Но вообще-то в поселке дядю Лешу жалели и уважали – особенно сильно уважали с тех пор, как в один из воскресных вечеров ему явилась дева Мария. Об этом инциденте дядя Леша рассказывал часто и с удовольствием.

Он как раз недавно вышел из «Патрикеевны» и, пошатываясь, углублялся в лес, когда вдруг заметил ее. Дева Мария сидела на березе – на самом верху – и улыбалась дяде Леше мудрой улыбкой. Он попытался затеять с ней разговор, но она упорно молчала и только все улыбалась, улыбалась загадочно, как Чеширский кот. А потом она поманила его пальцем – и дядя Леша послушно полез на березу. Уж очень ему хотелось получше ее разглядеть, а может быть, даже потрогать, если она вдруг позволит. Однако когда до девы оставалось карабкаться всего ничего, она медленно растворилась в воздухе – и дядя Леша от неожиданности упал.

Он сломал себе ногу, вывихнул руку и проколол веткой глаз.

Ко мне у дяди Леши отношение было сложное. С одной стороны, что-то во мне его явно настораживало. Что именно, он и сам до конца не понимал. То ли форма носа. То ли политические убеждения. То ли религиозные убеждения – их отсутствие…

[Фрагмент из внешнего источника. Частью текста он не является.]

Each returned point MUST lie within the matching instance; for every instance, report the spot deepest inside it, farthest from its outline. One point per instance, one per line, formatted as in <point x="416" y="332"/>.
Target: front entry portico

– Ты почему крест не носишь? – спрашивал иногда дядя Леша и тут же вяло махал рукой: мол, можешь не отвечать, мне-то что, плевать я хотел…

С другой стороны – я почти всегда давала ему денег «на опохмелиться». Кроме того, я «читала книжки» и, значит, «была умная» – это, как ни странно, тоже шло в плюс. Когда дядя Леша был в хорошем расположении духа и относительно трезв, он не прочь был побеседовать о литературе.

– Ты Пушкина любишь?

– Угу.

– Пушкин – это наше все…

Киваю.

– Он, между прочим, и про нас написал.

– Про кого – «про вас»?

– Кругом простерлись по холмам вовек не рубленные рощи, издавна почивают там угодника святые мощи… Это про наш монастырь, ясно? В Звенигороде который. Угодник – это святой Савва.

– Да? Интересно.

Когда-то давным-давно дядя Леша тоже, видимо, «читал книжки» и «был умный»…

– А ты Булгакова-то читала?

– Читала.

– Он, между прочим, правильные вещи писал, Булгаков.

– Ну да.

– Я вот, например, кое-чего раньше вообще не понимал. До того, как встретился с…

– Я поняла, поняла. – Слушать еще раз историю про знаменательное падение с березы совершенно не хотелось.

– Так вот, я раньше неправильно понимал эпиграф к «Мастеру и Маргарите». Ты хоть помнишь, какой там эпиграф, а, образованная?

– Ну, помню.

– Я, это, тот… кто вечно хочет… ну, как там?

– Зла.

– Во-во, зла… И вечно совершает благо… Раньше я не понимал, почему.

– Почему он выбрал такой эпиграф?

– Да нет! Почему хочет зла, а совершает благо.

– И почему же?

– А потому что – Россия.

– Что Россия?

– Потому что земля русская. Здесь зла нету. Нечистая сила есть, а зла – ни-ни.